• It Is I Too - Self-portraits of 21 Chinese Artists
    Artists: Bai Yiluo, Chen Yanyin, Ding Yi, Geng Jianyi, Gu Dexin, Jiang Jian, Liang Juhui, Lin Jingjing, Liu Jianhua, Mao Tongqiang, Mao Xuhui, Meng Huang, Peng Donghui, Shen Fan, Song Yongping, Sun Guojuan, Xiong Wenyun, Xu Zhen, Yang Guoxin, Zheng Guogu, Zhu Hao
    Curator: Monica Dematté
    Opening: 2008.10.11 / 16:00
    Duration: 2008.10.11 - 2008.11.14 / 10:00 - 18:00
    Venue: OFOTO Gallery. 2F, Building 13, 50 Moganshan Rd., Shanghai

    It Is I Too - Self-portraits of 21 Chinese Artists
    by Monica Dematté
    “We never attain fulfillment. We are as a dual abyss: a well staring up at the Sky.” – F. Pessoa
    This is the second edition of a project I hope to be able to continue for five years, collecting a total of 100 photographic self-portraits by the same number of contemporary Chinese artists. The first segment of this search for the “self,” which was proposed in 2003 to about twenty artists, was shown on three occasions: at the Pingyao International Photography Festival in 2003, the Beijng Tokyo Art Projects in the fall of 2004, as well as a September 2005 show at the Galleria Carla Sozzani in Milan. In the meantime, the works by the artists exhibited here were“commissioned”and conceived.

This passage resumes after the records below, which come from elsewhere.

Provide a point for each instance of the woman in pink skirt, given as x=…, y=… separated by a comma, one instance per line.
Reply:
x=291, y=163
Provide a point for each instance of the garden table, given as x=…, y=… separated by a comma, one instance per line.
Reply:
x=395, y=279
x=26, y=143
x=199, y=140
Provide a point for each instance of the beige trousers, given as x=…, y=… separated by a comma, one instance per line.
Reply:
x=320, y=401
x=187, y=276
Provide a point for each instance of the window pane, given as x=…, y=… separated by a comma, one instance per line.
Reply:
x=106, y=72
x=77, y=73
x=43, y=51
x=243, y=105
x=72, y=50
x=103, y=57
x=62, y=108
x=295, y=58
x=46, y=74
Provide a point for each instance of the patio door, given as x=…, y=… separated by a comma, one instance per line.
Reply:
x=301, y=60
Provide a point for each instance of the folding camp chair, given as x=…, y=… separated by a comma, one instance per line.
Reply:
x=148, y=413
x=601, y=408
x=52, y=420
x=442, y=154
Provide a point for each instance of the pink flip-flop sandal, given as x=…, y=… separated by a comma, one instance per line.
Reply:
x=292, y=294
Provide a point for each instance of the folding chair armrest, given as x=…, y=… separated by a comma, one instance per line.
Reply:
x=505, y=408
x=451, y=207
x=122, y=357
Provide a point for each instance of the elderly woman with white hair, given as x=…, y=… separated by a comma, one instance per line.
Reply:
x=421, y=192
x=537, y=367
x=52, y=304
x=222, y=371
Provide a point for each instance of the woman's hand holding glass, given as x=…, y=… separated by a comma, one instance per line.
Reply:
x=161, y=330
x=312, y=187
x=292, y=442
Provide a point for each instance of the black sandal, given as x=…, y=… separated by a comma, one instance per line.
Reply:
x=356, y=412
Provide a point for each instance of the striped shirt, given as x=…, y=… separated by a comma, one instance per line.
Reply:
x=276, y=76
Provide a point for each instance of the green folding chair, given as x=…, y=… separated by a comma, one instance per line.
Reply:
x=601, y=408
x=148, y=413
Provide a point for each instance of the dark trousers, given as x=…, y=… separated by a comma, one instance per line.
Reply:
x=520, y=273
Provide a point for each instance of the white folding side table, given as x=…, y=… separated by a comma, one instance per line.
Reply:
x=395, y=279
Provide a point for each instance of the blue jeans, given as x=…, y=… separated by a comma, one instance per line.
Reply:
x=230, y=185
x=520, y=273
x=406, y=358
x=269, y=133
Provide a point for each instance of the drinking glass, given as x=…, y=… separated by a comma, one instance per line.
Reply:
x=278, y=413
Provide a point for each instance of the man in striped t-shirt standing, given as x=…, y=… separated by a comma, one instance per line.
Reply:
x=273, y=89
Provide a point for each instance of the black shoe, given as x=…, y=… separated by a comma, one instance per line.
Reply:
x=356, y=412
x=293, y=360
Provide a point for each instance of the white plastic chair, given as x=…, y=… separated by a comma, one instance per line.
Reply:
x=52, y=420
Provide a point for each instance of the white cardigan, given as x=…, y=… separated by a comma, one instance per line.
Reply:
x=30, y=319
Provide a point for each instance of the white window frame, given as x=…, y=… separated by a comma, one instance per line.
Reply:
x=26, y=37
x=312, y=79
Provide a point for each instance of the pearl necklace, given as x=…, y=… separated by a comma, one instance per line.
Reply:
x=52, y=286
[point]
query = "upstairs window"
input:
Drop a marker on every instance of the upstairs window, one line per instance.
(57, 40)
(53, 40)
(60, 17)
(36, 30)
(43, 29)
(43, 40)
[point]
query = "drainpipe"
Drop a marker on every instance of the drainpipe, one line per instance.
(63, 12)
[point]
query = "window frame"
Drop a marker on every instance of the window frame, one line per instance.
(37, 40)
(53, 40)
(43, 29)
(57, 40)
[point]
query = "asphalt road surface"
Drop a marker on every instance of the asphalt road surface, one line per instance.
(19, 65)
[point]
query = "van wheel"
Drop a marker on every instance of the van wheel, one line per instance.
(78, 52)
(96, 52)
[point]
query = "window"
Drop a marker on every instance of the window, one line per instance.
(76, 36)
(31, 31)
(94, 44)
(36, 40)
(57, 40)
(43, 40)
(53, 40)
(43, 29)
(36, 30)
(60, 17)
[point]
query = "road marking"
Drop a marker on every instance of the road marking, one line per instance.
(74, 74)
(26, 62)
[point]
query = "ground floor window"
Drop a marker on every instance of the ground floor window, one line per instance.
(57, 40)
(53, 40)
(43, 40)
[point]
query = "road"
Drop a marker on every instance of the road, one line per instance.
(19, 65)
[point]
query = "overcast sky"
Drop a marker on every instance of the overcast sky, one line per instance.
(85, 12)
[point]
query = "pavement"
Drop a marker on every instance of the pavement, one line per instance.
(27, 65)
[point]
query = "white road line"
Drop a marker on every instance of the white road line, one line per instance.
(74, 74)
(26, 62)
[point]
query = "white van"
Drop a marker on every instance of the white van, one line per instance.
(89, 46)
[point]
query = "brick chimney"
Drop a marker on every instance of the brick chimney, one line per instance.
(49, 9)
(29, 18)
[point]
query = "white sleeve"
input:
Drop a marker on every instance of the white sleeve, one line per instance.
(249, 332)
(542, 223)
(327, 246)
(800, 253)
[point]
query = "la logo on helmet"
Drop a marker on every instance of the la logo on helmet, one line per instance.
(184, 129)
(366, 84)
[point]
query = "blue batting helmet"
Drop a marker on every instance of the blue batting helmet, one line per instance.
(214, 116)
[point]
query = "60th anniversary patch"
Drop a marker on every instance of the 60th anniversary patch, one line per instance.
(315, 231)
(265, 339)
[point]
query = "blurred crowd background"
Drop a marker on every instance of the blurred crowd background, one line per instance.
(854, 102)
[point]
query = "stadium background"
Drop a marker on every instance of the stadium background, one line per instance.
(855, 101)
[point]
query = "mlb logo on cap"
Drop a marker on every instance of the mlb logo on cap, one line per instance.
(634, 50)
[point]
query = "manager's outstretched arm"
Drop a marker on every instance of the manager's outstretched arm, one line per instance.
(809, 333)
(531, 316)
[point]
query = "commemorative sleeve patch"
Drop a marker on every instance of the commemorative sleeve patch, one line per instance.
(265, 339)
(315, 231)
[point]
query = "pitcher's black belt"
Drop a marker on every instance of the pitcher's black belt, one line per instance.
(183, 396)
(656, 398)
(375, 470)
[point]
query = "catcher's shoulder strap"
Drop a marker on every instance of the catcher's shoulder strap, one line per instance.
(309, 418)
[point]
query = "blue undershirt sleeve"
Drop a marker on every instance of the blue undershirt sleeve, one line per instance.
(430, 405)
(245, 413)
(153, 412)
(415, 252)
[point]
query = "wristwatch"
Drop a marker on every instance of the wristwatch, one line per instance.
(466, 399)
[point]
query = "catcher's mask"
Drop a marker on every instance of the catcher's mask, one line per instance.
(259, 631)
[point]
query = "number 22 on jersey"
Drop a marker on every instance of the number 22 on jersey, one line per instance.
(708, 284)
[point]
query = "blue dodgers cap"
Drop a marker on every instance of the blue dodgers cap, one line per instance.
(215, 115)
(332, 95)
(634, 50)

    As I made clear upon the opening of the previous exhibition, entitled IT IS I (都是我 in Chinese), the aim of this project is not that of assembling a series of works of indubitable aesthetic and artistic value, but rather that of stimulating the artists to reflect upon themselves and upon the image they consider to best represent them, translated into the language of photography. The artists summoned here are not all photographers; some are painters, sculptors, or multimedia artists. Contrary to what one may think, the fact of being obliged to use the medium of photography does not necessarily favor those who regularly employ it professionally. Sometimes it is the feeling of freedom and novelty that a medium we are unused to working with elicits that helps us to produce works of remarkable depth and unusual freshness. In any case, the challenge lies not so much in detaching ourselves from that which we know only too well and that often does not represent us as we really are, but rather from what we know or believe others expect from us.

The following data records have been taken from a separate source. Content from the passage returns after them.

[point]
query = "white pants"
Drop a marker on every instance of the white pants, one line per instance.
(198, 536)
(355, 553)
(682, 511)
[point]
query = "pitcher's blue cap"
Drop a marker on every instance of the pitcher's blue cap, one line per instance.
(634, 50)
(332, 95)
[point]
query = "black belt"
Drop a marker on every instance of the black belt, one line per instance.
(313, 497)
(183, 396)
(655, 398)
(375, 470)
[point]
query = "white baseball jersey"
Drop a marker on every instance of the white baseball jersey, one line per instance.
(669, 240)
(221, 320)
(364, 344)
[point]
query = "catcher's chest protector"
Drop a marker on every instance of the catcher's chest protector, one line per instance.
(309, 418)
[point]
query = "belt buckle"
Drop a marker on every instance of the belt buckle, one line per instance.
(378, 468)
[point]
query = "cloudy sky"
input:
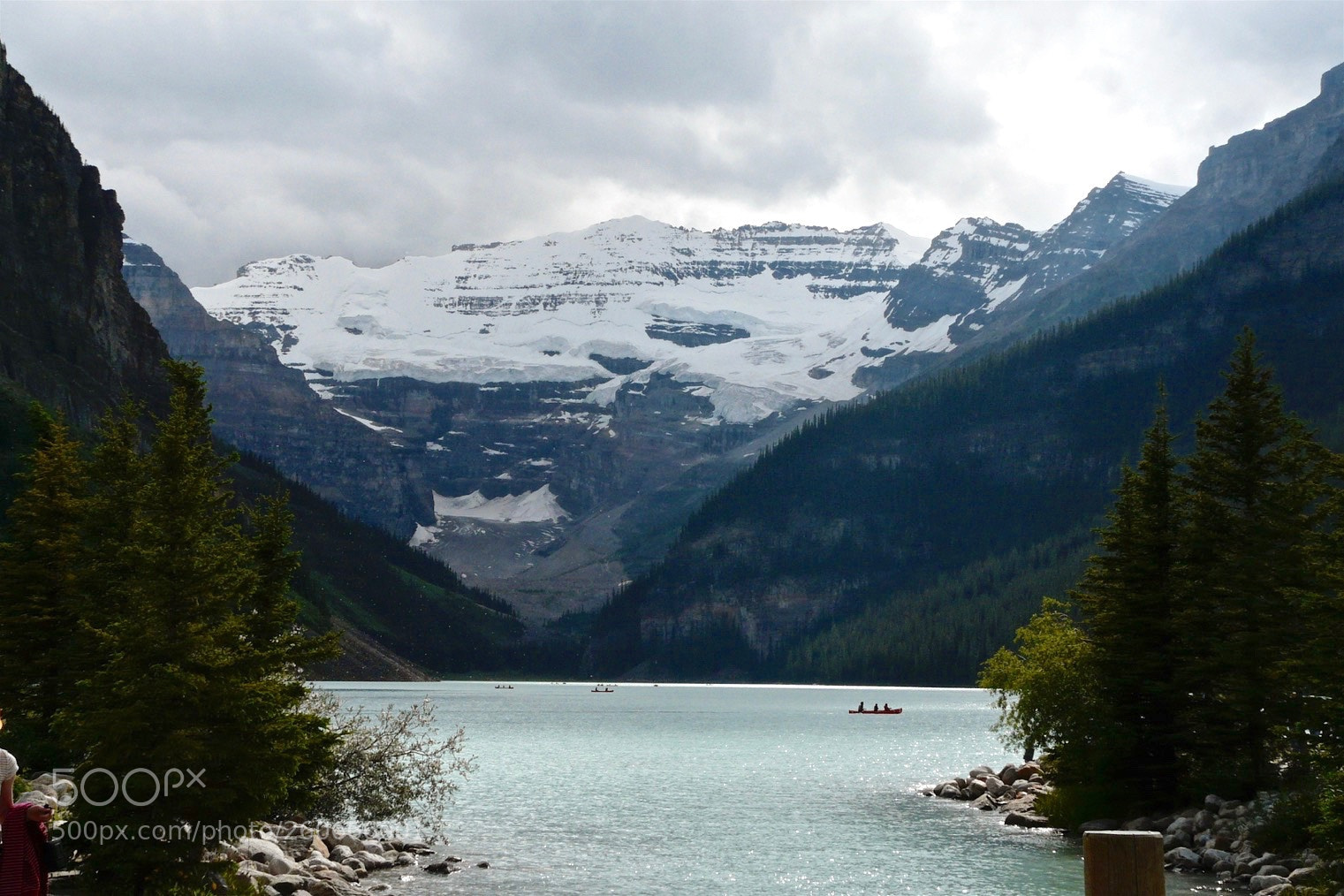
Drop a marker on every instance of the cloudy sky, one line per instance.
(237, 131)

    This year, besides an expert on the psychology of art, Maurizio Giuffredi, whose studies mainly focus on the analysis of photographic self-portraits (he has gathered about ten thousand of them), for the exhibit"s “interpretive” section, I have also invited Gu Zheng, a photography expert who has deeply delved into the subject in question. I have chosen to pair each photographic work with a commentary by one of the three theorists (the third one is me), so that viewers may have easy, immediate access to both. In just a few cases more than one of us has written about the same artist. The reader will quickly realize that Giuffredi, Gu Zheng and I considerably differ in our approaches and points of view. While the first is decidedly psychoanalytical, Gu Zheng’s more concise approach and my own are based on our being personally acquainted with the artists and/or socio-cultural background in which their works were conceived.
    There is no absolute truth or certainty to be sought in these interpretations; on the other hand, not even the artists can have the last word regarding their works and the reasons that motivated them to create them, and that is exactly what renders their enterprise interesting as far as I’m concerned. In fact, I hope the theorists’commentaries on their works in some way“enlighten” the artists themselves regarding some hidden corner of their psyches. Undoubtedly, their creativity has allowed them to expand the understanding of we, the viewers.
    To this end, there are those who, having viewed the works in the previous edition of this exhibit, have commented that some of the artists have not taken the task assigned to them seriously, thus producing works that resemble scholastic exercises rather than mature works. On one hand, this may partially be due to the fact that the works were “commissioned” and, as such, are not altogether spontaneous (granted that absolute spontaneity exists at all). On the other, it depends on an approach that, for some, is excessively aimed at specific ends (mostly market-oriented) and which has almost completely taken hold of them, thus making it difficult for them to find the time and dedication to produce something that doesn’t follow a predictable, well-beaten path. I hope that, as time passes and the current project proceeds its course, those whom I shall involve in the future will find a way to reflect upon themselves and their relationship to art and photography in an increasingly authentic way. I cannot be certain that all the artists have assumed as their guiding principle that of infusing their work with as much truth as possible. I have however noticed that, to a discerning eye, even those works produced in “bad faith,” in which the artist’s mask is not removed and a long-consolidated role continues to be played, nonetheless betray some aspects of the artist’s personality.
    I am convinced that the each edition of this exhibition, comprising twenty (or nineteen, or twenty-one) self-portraits, will cumulatively form a collective mosaic that will tell us much about the protagonists of Chinese contemporary art in psychoanalytic, sociological, cultural and, certainly, poetic, terms.